W dniu 7 sierpnia 2014 r. W. B. wniósł na powyższe postanowienie
zażalenie, w którym jednocześnie zawarł wniosek o przywrócenie terminu do
wniesienia tego środka odwoławczego. Wniosek ten uzasadnił podając, że
2
niedotrzymanie przez niego terminu do złożenia zażalenia spowodowane było jego
ciężką chorobą.
Zaskarżonym obecnie zarządzeniem odmówiono, na podstawie art. 429 § 1
k.p.k., przyjęcia zażalenia skazanego, wskazując, że zostało ono złożone z
uchybieniem ustawowego terminu do jego wniesienia, skoro postanowienie z dnia 3
kwietnia 2014 r., wraz z pouczeniem o sposobie i terminie jego zaskarżenia, zostało
doręczone skazanemu w dniu 25 kwietnia 2014 r., a jego obrońcy w dniu 21 maja
2014 r.
W zażaleniu na powyższe zarządzenie – wnosząc o jego uchylenie – W. B.

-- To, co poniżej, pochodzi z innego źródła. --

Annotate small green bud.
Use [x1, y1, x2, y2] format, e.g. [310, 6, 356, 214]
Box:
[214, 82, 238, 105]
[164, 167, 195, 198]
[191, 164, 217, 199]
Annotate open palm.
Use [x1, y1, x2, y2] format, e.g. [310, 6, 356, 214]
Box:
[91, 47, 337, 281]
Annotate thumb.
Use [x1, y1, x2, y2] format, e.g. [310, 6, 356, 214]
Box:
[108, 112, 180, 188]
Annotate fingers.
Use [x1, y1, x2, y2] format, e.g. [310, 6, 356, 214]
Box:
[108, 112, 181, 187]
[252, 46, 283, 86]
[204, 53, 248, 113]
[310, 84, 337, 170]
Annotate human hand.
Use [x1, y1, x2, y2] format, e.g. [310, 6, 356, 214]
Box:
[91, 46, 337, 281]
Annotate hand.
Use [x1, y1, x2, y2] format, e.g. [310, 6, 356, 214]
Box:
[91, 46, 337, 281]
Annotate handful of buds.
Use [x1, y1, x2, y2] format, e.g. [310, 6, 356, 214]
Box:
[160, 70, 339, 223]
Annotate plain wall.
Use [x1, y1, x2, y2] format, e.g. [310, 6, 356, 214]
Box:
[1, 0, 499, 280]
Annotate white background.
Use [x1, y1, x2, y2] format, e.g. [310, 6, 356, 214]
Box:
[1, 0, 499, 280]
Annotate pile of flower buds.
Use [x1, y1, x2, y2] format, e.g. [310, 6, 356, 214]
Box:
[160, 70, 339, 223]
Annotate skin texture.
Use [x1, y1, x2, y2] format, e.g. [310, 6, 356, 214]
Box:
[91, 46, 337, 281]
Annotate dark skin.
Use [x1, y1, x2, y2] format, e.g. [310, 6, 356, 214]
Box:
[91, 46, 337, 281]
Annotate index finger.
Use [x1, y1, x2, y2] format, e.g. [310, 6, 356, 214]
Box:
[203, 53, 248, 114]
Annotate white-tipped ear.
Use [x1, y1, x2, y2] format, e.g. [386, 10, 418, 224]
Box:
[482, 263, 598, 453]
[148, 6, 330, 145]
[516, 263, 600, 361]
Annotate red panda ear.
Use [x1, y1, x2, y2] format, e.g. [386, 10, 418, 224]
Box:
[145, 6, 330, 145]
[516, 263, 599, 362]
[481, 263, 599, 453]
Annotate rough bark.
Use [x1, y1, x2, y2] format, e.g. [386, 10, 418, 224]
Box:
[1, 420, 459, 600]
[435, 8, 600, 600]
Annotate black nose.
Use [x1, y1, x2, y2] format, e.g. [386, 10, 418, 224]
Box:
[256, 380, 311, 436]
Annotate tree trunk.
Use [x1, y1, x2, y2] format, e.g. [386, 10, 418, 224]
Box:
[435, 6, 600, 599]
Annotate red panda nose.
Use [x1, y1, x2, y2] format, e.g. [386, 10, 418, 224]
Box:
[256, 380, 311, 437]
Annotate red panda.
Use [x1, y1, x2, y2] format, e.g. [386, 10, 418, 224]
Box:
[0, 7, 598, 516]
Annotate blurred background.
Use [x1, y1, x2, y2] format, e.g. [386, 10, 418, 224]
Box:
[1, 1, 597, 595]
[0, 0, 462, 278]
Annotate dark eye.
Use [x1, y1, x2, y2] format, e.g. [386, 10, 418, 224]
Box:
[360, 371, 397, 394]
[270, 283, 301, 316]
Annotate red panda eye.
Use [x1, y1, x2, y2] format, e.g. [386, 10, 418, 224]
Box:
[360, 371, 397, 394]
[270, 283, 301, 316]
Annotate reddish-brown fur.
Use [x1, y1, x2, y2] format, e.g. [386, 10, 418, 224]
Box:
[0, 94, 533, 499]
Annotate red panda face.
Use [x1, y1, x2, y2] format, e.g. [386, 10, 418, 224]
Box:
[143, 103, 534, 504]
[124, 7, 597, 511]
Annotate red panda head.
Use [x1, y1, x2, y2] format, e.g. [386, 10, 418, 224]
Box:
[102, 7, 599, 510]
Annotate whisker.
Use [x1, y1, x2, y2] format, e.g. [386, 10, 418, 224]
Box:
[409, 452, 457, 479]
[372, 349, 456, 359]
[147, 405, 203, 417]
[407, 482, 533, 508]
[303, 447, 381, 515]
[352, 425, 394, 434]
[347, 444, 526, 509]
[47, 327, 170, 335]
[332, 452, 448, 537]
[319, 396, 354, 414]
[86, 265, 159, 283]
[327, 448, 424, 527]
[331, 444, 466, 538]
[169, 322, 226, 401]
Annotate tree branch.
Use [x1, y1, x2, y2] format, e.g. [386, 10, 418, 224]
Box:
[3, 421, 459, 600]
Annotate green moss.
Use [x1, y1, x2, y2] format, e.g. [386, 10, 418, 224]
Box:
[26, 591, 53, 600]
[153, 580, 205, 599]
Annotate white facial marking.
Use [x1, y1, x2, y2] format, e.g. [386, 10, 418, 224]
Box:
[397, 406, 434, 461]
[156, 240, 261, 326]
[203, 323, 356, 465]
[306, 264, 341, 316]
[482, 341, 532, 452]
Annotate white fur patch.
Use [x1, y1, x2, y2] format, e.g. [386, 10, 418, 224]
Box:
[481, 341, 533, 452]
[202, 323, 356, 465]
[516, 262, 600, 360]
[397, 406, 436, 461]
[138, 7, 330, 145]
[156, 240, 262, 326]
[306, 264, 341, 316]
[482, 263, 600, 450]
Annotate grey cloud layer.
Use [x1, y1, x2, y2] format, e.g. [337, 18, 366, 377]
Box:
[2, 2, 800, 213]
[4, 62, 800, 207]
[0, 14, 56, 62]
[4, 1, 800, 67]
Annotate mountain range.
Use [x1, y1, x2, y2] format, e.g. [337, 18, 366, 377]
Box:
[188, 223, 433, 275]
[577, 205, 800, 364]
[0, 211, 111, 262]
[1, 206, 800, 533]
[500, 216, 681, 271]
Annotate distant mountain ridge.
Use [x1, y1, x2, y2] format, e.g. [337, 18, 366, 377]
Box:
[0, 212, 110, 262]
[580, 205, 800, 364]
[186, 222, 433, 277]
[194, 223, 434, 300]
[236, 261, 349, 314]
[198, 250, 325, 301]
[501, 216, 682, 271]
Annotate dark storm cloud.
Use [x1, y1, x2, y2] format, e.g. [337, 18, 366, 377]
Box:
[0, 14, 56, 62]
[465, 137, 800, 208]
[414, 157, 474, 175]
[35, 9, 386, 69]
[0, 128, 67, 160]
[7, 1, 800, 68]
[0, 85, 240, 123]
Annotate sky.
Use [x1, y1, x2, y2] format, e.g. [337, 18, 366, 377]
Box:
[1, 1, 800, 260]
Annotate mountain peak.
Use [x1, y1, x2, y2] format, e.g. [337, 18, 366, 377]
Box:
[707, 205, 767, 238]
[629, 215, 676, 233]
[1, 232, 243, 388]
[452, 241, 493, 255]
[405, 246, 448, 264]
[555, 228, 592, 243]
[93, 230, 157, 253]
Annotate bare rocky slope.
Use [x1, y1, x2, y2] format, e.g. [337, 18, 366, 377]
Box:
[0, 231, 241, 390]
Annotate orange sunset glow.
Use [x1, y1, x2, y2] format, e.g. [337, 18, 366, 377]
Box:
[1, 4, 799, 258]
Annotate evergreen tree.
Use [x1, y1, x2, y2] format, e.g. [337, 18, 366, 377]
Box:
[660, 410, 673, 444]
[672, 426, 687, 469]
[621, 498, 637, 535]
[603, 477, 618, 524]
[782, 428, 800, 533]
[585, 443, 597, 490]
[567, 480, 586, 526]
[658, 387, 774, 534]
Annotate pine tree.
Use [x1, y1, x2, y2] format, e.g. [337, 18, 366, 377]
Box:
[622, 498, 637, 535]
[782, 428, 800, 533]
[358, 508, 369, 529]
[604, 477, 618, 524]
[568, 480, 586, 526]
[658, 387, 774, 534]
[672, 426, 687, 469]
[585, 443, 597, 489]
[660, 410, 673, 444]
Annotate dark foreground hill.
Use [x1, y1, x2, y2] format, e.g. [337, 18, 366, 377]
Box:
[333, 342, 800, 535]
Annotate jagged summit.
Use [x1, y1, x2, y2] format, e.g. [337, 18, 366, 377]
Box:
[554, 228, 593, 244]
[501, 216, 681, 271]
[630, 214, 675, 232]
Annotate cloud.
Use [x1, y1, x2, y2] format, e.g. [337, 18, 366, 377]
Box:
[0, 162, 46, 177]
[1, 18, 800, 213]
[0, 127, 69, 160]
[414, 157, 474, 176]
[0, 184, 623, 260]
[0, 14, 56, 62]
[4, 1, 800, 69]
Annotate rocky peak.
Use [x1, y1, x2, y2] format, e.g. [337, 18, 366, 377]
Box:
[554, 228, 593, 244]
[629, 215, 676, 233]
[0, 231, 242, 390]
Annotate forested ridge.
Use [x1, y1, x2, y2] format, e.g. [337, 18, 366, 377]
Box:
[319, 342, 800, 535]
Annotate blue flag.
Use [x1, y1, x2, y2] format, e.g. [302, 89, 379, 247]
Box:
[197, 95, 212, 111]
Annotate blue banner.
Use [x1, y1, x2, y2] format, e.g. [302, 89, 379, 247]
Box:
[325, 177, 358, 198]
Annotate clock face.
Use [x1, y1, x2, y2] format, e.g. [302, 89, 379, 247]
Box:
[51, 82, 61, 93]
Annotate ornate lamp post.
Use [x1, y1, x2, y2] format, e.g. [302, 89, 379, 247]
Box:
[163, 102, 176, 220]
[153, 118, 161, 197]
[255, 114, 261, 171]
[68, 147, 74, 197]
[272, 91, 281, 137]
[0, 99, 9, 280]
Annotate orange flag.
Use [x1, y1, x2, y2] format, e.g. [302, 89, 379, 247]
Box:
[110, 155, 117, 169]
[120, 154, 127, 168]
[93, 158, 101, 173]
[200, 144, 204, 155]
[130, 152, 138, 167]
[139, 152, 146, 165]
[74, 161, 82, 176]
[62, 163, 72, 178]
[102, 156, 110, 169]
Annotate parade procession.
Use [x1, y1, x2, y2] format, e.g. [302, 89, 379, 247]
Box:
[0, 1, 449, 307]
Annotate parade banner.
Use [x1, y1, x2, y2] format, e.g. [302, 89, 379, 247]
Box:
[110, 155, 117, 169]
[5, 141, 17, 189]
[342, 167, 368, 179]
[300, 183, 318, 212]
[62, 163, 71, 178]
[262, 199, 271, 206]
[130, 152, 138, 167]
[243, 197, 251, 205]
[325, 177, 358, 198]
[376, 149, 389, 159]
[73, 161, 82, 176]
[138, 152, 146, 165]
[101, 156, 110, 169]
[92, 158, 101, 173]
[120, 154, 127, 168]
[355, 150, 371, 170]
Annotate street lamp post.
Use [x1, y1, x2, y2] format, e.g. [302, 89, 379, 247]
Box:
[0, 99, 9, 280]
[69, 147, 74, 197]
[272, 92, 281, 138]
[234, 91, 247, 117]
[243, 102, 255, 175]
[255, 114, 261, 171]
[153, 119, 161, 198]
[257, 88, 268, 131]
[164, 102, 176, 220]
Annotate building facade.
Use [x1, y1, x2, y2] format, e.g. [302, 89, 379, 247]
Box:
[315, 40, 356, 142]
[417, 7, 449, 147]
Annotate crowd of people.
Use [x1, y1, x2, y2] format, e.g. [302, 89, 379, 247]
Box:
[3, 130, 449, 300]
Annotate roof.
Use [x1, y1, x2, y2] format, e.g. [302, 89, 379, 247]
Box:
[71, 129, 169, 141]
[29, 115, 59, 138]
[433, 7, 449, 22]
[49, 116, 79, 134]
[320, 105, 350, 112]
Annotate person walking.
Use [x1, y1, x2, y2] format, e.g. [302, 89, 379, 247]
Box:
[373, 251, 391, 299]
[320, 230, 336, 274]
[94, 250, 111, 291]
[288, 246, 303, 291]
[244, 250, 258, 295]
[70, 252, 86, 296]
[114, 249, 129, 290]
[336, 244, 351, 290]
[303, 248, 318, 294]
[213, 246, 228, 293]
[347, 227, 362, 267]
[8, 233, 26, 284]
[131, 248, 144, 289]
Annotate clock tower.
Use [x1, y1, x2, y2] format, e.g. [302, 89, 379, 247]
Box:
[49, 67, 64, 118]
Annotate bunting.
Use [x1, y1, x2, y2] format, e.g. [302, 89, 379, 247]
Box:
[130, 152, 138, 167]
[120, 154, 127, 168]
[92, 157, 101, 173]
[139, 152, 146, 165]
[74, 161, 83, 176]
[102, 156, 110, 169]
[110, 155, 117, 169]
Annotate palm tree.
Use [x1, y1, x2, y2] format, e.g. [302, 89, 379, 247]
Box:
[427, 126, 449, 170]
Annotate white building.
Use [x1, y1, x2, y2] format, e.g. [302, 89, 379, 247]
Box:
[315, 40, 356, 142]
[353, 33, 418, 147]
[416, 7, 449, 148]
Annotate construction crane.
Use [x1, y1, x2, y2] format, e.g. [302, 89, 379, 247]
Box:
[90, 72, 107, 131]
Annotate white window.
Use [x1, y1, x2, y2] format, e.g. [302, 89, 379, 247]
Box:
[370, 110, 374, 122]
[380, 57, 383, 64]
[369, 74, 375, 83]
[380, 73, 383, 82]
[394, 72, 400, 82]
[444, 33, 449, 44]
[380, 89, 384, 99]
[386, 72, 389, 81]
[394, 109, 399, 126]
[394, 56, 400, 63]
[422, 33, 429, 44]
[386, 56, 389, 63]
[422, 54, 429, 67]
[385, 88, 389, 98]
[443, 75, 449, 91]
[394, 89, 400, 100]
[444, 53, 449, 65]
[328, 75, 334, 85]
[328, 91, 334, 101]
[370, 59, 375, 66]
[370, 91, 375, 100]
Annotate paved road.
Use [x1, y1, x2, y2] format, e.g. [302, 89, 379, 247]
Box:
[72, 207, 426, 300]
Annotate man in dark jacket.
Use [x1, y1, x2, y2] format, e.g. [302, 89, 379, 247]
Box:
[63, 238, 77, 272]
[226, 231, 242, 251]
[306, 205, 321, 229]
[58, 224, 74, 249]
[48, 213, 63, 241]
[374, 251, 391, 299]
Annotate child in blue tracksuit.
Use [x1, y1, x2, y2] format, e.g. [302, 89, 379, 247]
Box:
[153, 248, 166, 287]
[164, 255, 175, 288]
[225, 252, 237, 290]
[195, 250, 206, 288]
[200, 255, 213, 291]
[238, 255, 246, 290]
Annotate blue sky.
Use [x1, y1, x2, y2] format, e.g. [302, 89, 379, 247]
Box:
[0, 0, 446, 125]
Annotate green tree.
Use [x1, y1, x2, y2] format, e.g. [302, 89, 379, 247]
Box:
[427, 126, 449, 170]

zarzuca mu naruszenie m.in. przepisów art. 429 § 1 k.p.k. oraz art. 126 k.p.k., przy
czym uzasadniając te zarzuty podnosi, że w zarządzeniu nie rozważono jego
wniosku, złożonego w dniu 8 sierpnia 2014 r., „o przywrócenie terminu do
rozpoznania wniosku o odwołanie rozprawy odwoławczej”.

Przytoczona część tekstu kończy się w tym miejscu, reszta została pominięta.